Answer is in retrieved context
The provided context does not explicitly mention the types of agent memory. However, it does mention "memory" as a component of generative agents, which includes a "memory stream" that is a long-term memory module. Additionally, the context provides information on human memory types, but it is unclear if these types apply to agent memory. To provide a more accurate answer, I would need to search for information on agent memory types. 
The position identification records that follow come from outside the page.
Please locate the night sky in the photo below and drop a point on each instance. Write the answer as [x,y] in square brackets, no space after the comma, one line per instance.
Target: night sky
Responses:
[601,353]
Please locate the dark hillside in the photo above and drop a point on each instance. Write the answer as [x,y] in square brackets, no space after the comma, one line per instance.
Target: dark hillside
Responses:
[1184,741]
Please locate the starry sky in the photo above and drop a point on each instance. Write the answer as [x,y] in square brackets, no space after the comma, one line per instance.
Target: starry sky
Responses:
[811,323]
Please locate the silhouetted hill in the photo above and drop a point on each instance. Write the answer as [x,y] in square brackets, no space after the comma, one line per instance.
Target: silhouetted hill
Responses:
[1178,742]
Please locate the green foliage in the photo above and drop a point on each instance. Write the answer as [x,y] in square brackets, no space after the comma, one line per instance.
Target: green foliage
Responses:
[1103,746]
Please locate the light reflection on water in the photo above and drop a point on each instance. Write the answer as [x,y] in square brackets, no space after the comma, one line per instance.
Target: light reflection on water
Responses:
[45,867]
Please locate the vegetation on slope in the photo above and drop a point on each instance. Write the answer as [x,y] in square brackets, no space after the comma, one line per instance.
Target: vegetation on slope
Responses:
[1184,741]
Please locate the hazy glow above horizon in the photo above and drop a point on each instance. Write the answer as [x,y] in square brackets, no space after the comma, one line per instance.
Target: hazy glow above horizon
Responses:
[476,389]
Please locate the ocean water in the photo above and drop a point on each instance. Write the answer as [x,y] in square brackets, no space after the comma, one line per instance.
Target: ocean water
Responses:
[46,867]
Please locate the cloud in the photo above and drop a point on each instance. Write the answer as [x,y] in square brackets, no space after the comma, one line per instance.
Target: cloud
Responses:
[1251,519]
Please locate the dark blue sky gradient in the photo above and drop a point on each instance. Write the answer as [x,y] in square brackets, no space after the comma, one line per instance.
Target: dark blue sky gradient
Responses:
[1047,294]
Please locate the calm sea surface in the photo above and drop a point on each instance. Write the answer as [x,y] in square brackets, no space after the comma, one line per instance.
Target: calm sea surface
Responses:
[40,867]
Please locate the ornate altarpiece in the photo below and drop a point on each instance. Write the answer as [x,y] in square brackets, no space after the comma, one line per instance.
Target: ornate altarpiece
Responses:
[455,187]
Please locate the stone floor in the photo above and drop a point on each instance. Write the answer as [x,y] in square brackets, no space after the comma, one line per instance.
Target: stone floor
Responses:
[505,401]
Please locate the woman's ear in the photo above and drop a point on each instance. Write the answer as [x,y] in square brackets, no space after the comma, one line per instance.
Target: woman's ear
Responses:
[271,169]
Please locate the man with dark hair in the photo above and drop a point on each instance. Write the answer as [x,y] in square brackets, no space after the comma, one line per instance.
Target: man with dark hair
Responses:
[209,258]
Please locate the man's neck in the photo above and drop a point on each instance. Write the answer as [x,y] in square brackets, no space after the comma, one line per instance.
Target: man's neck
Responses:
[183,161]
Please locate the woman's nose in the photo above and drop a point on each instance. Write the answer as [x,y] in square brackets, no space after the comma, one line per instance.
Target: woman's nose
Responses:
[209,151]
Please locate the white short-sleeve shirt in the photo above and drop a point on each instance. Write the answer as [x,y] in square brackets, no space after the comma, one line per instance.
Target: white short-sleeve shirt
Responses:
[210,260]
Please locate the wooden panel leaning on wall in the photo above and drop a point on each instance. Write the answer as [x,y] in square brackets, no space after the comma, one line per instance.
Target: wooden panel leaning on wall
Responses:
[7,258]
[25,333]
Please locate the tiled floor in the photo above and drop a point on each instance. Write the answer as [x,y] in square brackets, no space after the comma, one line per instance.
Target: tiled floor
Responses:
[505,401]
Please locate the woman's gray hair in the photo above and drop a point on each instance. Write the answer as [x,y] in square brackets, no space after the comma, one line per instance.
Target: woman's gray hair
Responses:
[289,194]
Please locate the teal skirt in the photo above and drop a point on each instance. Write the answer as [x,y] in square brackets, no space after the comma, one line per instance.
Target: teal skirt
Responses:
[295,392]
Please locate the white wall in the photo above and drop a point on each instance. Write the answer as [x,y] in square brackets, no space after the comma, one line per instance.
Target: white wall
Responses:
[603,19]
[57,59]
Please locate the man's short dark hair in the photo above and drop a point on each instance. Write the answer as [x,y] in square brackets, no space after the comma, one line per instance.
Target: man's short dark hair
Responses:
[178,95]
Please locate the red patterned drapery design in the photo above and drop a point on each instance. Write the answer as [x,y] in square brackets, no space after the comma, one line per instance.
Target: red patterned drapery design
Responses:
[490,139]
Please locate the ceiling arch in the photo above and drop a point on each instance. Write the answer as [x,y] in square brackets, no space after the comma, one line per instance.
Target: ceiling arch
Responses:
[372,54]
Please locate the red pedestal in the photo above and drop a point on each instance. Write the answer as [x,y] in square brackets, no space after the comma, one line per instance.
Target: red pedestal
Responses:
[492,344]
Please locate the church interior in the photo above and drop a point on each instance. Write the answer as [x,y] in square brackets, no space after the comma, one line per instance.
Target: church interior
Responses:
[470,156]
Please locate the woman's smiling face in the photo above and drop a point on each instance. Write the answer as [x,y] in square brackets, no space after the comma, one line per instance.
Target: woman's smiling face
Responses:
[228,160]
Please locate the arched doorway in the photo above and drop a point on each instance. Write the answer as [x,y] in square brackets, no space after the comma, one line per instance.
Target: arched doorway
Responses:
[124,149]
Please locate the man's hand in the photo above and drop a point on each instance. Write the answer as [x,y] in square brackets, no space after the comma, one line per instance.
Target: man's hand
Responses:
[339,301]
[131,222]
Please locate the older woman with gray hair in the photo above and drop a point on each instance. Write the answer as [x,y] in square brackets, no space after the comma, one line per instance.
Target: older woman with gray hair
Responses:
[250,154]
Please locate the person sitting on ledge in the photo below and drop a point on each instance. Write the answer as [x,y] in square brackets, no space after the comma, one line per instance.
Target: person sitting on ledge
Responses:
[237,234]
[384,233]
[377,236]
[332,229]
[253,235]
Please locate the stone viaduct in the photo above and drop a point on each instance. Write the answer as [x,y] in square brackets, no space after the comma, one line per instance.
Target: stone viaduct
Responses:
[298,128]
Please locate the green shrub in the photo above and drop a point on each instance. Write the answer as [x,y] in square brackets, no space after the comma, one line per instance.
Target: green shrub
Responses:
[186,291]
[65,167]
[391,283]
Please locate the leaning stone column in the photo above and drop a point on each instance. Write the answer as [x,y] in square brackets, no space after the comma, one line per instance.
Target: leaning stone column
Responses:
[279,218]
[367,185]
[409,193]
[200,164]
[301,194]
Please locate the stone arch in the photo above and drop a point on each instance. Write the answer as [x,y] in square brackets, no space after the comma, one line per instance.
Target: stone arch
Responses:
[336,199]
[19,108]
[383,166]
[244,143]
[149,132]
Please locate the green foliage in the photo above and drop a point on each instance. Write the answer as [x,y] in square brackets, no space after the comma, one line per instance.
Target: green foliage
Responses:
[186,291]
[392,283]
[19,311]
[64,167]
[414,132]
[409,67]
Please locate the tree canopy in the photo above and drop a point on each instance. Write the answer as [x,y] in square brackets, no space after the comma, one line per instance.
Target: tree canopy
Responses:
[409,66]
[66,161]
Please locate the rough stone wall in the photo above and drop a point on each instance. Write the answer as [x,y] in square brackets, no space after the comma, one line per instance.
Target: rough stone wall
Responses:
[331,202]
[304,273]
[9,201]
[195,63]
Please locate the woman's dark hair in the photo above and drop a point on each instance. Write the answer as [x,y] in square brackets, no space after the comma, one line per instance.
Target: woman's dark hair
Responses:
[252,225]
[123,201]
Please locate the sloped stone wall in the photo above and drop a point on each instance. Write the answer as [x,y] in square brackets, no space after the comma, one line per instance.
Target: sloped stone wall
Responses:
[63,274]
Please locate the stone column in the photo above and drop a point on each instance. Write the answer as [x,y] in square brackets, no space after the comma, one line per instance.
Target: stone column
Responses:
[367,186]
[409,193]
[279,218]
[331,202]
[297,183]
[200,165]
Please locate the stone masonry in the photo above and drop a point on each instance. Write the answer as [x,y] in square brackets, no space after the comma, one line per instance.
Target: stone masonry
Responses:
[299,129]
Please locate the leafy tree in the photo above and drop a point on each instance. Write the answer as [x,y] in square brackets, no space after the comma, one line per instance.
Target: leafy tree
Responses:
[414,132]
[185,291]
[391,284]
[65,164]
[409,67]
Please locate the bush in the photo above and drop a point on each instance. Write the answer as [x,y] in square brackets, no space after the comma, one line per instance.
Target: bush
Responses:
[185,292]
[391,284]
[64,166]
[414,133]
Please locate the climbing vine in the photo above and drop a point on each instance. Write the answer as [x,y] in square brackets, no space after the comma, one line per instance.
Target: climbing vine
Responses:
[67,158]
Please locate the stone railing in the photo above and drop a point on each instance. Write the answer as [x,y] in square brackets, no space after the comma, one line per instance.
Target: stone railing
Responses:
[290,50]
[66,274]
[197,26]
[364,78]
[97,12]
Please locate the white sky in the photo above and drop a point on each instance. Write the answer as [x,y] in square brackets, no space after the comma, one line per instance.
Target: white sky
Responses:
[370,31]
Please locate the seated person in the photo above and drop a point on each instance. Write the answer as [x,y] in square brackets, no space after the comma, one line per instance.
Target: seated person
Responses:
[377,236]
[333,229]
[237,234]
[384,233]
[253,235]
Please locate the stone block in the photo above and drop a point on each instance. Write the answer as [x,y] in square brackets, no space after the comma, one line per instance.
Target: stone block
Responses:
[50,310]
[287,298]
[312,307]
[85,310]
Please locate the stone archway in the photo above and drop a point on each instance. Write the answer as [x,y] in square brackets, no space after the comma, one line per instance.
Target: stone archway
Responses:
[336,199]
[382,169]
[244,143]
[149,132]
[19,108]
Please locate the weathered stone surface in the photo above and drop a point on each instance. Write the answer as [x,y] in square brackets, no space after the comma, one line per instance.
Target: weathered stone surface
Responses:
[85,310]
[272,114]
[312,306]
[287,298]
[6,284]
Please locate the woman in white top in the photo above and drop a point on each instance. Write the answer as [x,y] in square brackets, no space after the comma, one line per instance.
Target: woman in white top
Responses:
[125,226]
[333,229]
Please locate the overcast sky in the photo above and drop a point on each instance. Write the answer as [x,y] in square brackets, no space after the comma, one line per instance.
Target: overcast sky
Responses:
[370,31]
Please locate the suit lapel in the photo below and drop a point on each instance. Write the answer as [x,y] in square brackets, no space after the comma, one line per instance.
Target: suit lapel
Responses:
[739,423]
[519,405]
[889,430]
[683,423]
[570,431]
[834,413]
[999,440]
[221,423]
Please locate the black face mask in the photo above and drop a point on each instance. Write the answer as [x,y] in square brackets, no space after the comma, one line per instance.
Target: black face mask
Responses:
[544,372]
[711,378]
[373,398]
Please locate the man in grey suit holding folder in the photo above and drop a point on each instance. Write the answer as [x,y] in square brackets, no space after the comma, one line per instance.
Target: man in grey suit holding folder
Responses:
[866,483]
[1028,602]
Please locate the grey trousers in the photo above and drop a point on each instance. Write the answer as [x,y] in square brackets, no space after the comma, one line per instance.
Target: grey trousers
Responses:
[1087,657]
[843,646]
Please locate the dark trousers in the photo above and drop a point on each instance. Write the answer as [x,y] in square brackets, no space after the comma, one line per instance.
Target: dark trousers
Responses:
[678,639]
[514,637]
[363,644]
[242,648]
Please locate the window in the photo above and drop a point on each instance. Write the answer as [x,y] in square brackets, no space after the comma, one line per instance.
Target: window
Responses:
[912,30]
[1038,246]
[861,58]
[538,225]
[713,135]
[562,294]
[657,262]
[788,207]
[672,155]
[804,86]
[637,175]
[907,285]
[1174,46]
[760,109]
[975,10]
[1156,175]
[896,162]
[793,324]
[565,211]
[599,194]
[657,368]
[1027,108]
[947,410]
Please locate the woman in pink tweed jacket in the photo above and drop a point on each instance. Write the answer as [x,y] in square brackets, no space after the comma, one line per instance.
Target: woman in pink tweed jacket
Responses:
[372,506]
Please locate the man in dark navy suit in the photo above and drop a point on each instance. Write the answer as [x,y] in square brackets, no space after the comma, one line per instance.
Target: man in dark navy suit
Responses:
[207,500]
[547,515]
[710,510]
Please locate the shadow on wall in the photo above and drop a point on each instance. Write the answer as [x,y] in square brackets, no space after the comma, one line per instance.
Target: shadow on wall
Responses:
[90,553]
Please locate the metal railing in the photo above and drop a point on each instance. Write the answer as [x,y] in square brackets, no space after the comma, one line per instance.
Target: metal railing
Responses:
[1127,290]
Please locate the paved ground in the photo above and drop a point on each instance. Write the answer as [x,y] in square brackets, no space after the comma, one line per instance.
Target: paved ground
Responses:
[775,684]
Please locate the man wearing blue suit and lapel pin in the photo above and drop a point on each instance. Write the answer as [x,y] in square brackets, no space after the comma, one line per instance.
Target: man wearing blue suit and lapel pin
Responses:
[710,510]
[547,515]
<function=search_web{"query": "types of agent memory"}</function>


In [101]:
question = "When was the research paper: Attention Is All You Need was pubilshed?"

docs = retriever.get_relevant_documents(question)
docs = format_docs(docs)

agentic_rag(question, docs)

Answer not in context, trying to use tools
Calling tool: search_web
The research paper "Attention Is All You Need" was published in 2017, as indicated by the arXiv identifier "arXiv:1706.03762" which corresponds to June 2017, and it was presented at the 31st International Conference on Neural Information Processing Systems (NIPS'17).